In short, there are several questions about the way the GP selected, processed, and analysed the information it had on the Egyptian reference group. Its research methodology is not up to scratch. The DNA results obtained from its paying Egyptian participants cannot be generalised to tell us about the Egyptian population as a whole. Even if the GP has followed the right methodology, and came up with a representative sample of the Egyptian population as a whole, it will still be questioned since it took the Egyptians as a uniform group, more or less. What is the average for an arrange and a banana? An ‘orangenana’? Genetic anthropology research that does not take the ethnic, religious, and locality diversity in Egypt, and similar countries, into consideration ends up with misrepresenting all: the genetic blend made of various ancestry components will not look like any in reality. The published results of such defective research will be underestimating or overestimating components, or indeed adding a component that does not exist at all in all, making it a waste of effort and money.

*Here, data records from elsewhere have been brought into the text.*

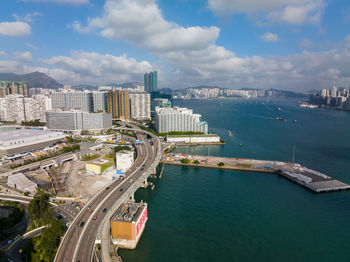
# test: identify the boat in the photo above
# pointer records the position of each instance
(281, 119)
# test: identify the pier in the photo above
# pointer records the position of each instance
(308, 178)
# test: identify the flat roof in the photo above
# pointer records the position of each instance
(129, 211)
(199, 135)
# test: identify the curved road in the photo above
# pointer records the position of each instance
(79, 240)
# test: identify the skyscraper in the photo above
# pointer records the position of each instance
(13, 88)
(150, 81)
(334, 91)
(140, 106)
(118, 105)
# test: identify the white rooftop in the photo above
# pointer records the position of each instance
(27, 136)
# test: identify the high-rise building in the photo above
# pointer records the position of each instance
(19, 108)
(334, 91)
(179, 119)
(75, 120)
(118, 105)
(13, 88)
(73, 100)
(160, 102)
(140, 106)
(150, 82)
(100, 101)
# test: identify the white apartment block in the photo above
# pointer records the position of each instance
(140, 106)
(78, 100)
(18, 108)
(179, 119)
(100, 101)
(75, 120)
(73, 100)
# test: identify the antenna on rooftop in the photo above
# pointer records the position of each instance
(293, 154)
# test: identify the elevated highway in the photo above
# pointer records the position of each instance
(78, 242)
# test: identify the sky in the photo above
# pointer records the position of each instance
(295, 45)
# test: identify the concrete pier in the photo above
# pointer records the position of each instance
(308, 178)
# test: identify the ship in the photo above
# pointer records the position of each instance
(281, 119)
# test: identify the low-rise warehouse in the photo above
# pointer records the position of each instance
(27, 140)
(21, 182)
(193, 139)
(128, 223)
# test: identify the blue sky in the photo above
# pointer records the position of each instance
(287, 44)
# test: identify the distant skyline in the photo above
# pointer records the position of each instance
(285, 44)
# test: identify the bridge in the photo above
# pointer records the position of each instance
(79, 240)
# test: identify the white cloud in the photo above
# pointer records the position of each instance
(97, 68)
(28, 18)
(294, 12)
(227, 7)
(141, 23)
(270, 37)
(74, 2)
(84, 68)
(29, 45)
(306, 44)
(14, 28)
(196, 59)
(23, 56)
(298, 14)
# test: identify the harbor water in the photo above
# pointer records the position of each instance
(198, 214)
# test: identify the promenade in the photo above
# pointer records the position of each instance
(306, 177)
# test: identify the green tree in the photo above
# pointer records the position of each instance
(39, 210)
(185, 161)
(221, 164)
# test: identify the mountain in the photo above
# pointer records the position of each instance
(202, 87)
(35, 79)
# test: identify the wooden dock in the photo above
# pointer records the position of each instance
(313, 180)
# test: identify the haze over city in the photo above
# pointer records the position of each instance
(288, 44)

We can fairly say that the GP’s results on Egypt are inaccurate. As for the Copts, they do not represent them, and they cannot be applied to the Copts. The Copts make around 15% of the Egyptian population, and one can guarantee that, if a random sample of good size is taken from them, the result will be significantly different from what the GP came up with, and indeed from any results based on the Egyptian Muslim Arabs, Berber, Nuba, or Beja.

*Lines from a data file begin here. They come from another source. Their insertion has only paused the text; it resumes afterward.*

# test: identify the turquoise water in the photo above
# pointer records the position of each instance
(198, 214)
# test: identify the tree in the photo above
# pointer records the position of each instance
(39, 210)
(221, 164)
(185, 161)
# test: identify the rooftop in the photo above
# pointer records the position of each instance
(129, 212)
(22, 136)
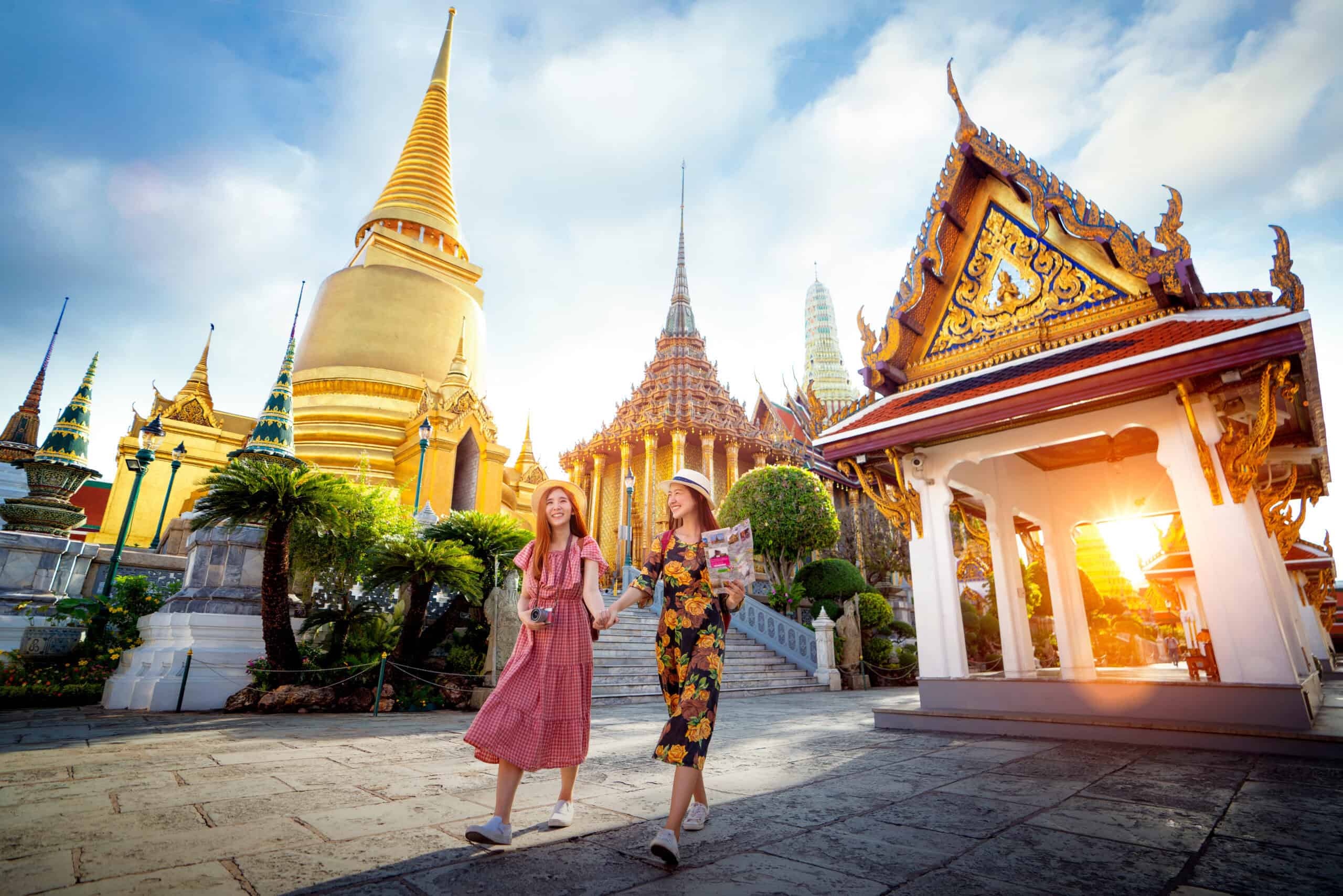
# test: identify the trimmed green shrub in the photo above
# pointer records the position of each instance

[1] In Phase I there were over 479,000 participants who each bought the kit for $99; in Phases II & III, there were over 621,000 participants who each bought the kit for £199.

[2] A previous project, Human Genome Diversity Project, from 1991, that sought federal funding to basically do the same kind of research.

[3] Graciela Flores, New genome project, new controversy in The Scientist (8 May, 2005).

[4] I am using here the Geno 2.0 Next Generation result.

[5] The Online Etymology Dictionary.

[6] Pierre A. Zalloua et al, Y-Chromosomal Diversity in Lebanon Is Structured by Recent Historical Events. The American Journal of Human Genetics 82, 873-882, April 2008.